Bill, without a word, tired as he was, left the tent, and half an hour afterwards returned with the medicine.
"Gawd, Bill," said the sick man, "but you ain't a ——"
"Not so much chin music. There, tike it, and go to sleep."
Such little acts of kindness as these were constantly taking place, and they were by no means confined to men who belonged to the better-class but were more frequently seen among the roughest and coarsest.
Bob found out, too, that there was a rough sense of honour among them. Some of them seemed to revel in filthy language, but if a man did a mean thing, or didn't play the game according to their standard, he was in for a bad time. Indeed, he soon found out that, in a certain sense, the same code of honour which prevailed at Clifton, with exceptions, operated in this newly-formed camp.
Day after day and week after week passed, and still Bob knew nothing of what was to happen to him.
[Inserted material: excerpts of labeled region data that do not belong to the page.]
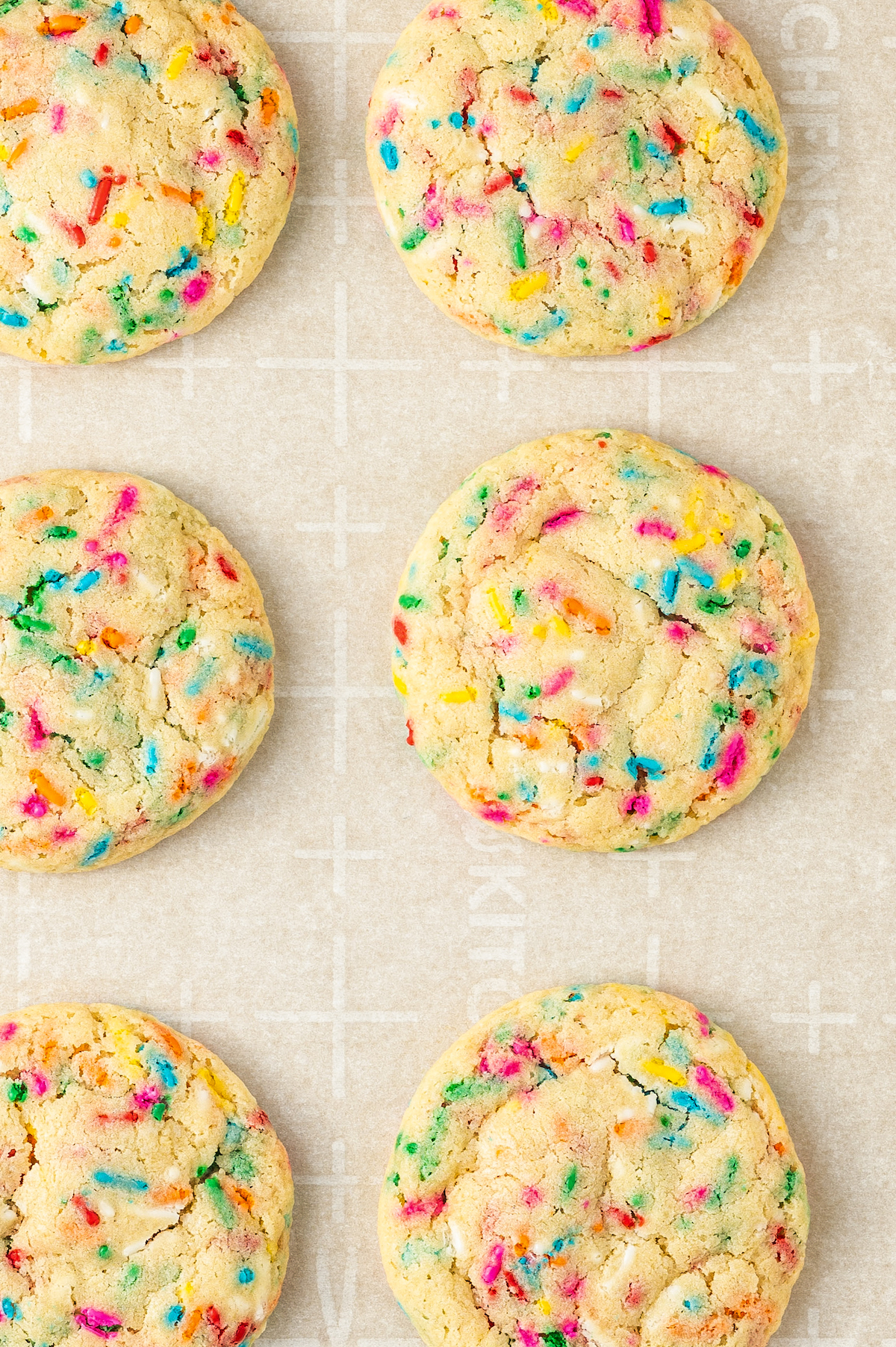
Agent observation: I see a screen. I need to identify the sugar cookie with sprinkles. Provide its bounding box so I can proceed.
[0,471,273,872]
[0,1005,293,1347]
[380,985,809,1347]
[367,0,787,355]
[0,0,298,364]
[392,429,818,851]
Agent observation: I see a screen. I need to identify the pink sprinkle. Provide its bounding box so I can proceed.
[715,734,747,787]
[482,1245,504,1287]
[682,1186,709,1211]
[541,668,576,697]
[541,505,586,533]
[644,0,663,38]
[694,1062,734,1113]
[616,210,635,244]
[74,1309,121,1337]
[181,271,213,305]
[635,519,678,538]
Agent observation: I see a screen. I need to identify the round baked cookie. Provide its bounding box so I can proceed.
[368,0,787,355]
[0,0,298,364]
[392,429,818,851]
[0,471,273,872]
[0,1005,293,1347]
[380,985,809,1347]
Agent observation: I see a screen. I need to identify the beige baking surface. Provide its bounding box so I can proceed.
[0,0,896,1347]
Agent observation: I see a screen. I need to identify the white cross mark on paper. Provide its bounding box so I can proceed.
[144,337,231,402]
[258,935,417,1099]
[279,608,393,770]
[295,159,376,248]
[461,346,544,402]
[772,329,858,407]
[777,1309,851,1347]
[293,814,385,898]
[256,280,423,449]
[772,982,856,1057]
[0,355,32,444]
[573,346,737,435]
[293,1141,358,1226]
[295,486,385,571]
[268,22,397,121]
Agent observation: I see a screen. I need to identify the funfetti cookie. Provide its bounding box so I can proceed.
[0,471,273,870]
[0,1005,293,1347]
[380,986,809,1347]
[0,0,298,364]
[392,429,818,851]
[367,0,787,355]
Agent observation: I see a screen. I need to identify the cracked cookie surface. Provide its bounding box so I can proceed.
[0,1005,293,1347]
[0,0,298,364]
[367,0,787,355]
[392,429,818,851]
[380,985,809,1347]
[0,470,273,870]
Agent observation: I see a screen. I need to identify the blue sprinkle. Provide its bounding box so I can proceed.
[625,757,663,781]
[74,571,102,594]
[233,635,273,660]
[737,108,777,155]
[93,1169,149,1192]
[660,568,679,603]
[678,556,715,588]
[81,833,113,867]
[647,196,690,216]
[497,702,532,725]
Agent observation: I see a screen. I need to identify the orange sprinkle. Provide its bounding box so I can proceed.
[38,13,87,38]
[261,89,280,127]
[159,182,193,206]
[28,766,65,804]
[3,99,40,121]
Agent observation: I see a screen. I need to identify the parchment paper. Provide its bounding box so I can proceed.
[0,0,896,1347]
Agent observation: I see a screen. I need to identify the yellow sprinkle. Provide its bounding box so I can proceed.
[439,687,476,702]
[508,271,547,300]
[164,46,193,79]
[74,786,97,819]
[672,533,706,553]
[224,169,245,225]
[561,136,594,164]
[641,1057,687,1086]
[196,206,216,248]
[485,588,514,632]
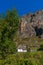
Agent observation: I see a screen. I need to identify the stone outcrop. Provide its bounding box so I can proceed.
[20,10,43,38]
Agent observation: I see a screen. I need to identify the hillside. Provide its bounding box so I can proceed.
[20,10,43,38]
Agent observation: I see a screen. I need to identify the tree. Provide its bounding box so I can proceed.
[0,10,19,58]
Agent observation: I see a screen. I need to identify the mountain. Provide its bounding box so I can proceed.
[19,10,43,38]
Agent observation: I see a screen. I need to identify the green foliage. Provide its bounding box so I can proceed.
[0,9,19,59]
[0,52,43,65]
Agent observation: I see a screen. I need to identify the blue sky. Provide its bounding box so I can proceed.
[0,0,43,16]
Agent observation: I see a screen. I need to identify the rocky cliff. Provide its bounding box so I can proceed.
[20,10,43,38]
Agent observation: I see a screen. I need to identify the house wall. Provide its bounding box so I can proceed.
[17,49,27,52]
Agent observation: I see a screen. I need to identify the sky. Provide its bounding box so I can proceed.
[0,0,43,16]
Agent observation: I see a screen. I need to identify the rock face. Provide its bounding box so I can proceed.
[20,10,43,38]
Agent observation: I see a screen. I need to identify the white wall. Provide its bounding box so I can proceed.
[18,49,27,52]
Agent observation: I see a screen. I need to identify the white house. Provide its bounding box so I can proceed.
[17,45,27,52]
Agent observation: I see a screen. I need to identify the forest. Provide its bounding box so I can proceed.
[0,9,43,65]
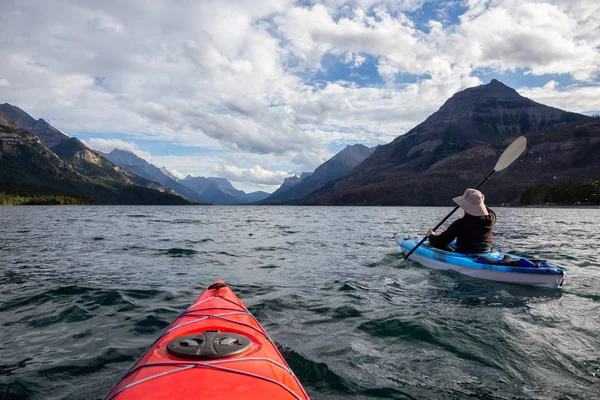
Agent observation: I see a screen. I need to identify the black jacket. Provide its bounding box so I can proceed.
[429,208,496,253]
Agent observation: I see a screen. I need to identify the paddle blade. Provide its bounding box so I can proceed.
[494,136,527,171]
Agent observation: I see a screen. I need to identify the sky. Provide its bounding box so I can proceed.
[0,0,600,191]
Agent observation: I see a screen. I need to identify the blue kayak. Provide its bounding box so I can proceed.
[394,233,567,289]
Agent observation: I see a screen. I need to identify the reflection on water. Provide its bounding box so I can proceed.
[0,207,600,400]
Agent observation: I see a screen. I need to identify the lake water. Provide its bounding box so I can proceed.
[0,206,600,400]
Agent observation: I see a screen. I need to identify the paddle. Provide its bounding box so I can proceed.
[397,136,527,266]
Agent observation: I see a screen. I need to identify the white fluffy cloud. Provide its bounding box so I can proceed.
[218,165,292,186]
[0,0,600,189]
[84,138,152,162]
[518,81,600,113]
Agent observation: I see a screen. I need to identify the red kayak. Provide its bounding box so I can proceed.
[106,280,308,400]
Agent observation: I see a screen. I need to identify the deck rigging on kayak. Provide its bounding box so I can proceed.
[394,136,566,288]
[394,233,567,289]
[106,280,308,400]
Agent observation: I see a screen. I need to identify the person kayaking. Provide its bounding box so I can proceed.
[427,189,496,254]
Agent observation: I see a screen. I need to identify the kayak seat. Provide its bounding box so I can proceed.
[475,254,548,268]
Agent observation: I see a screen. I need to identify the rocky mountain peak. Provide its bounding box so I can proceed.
[0,103,69,149]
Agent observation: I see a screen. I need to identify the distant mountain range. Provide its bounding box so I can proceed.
[0,103,69,149]
[260,144,375,204]
[0,80,600,205]
[0,111,189,204]
[302,80,600,205]
[98,149,269,205]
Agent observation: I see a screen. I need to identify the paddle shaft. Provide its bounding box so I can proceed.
[404,169,496,260]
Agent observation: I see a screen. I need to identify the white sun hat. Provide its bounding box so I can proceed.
[452,189,488,217]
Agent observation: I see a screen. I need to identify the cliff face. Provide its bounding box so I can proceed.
[306,80,589,205]
[308,118,600,206]
[0,124,188,204]
[0,103,69,149]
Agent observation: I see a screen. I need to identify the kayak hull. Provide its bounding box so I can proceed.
[395,233,566,289]
[106,281,308,400]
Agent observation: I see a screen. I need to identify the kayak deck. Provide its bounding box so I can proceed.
[106,281,308,400]
[394,234,566,288]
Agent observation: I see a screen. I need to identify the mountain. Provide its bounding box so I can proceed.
[101,149,207,202]
[305,79,589,205]
[179,175,240,205]
[160,167,177,181]
[0,103,69,149]
[179,175,269,204]
[270,172,312,199]
[0,122,189,204]
[261,144,374,204]
[0,112,19,128]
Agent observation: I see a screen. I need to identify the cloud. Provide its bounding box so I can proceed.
[0,0,600,189]
[169,169,185,179]
[214,165,292,185]
[84,138,152,162]
[517,81,600,113]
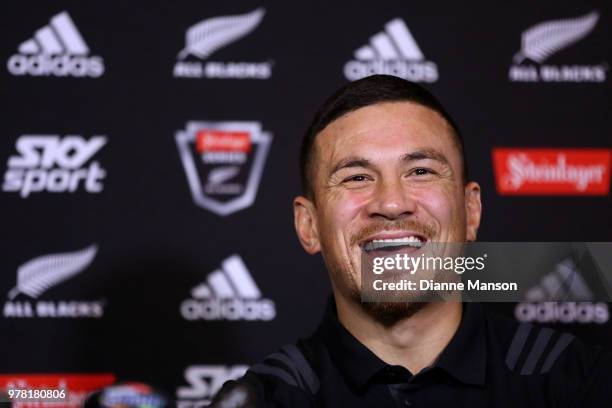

He had enlisted as a private, but on Captain Pringle's advice had put down his name for a commission. From the first day, however, he had heard nothing more of it. From early morning till late in the day it was nothing but hard, tiring work.
It was all wonderfully strange to him, this intermingling with a mixed humanity, working like a slave for that which he had hitherto hated, and which he still hated. Still, he threw his whole heart into it, and he could not help knowing that he was progressing rapidly. After the first few days his tiredness and soreness passed away, and he could go through the most arduous duties without feeling tired. There was something in it all, too, which inspired him. The military precision of everything appealed to him, and the shouts, and laughter of hundreds of voices made life gay in spite of everything. As the days passed by, moreover, he could not help seeing that the association with clean-minded, healthy-bodied, educated men, was having a good effect upon the coarse-fibred portion of the strange community. They did not indulge so frequently in coarse language, neither was their general conduct so objectionable. It seemed as though they had something to live up to.
"Shut up, mate, and don't be a beast," Bob heard one man say to another one day.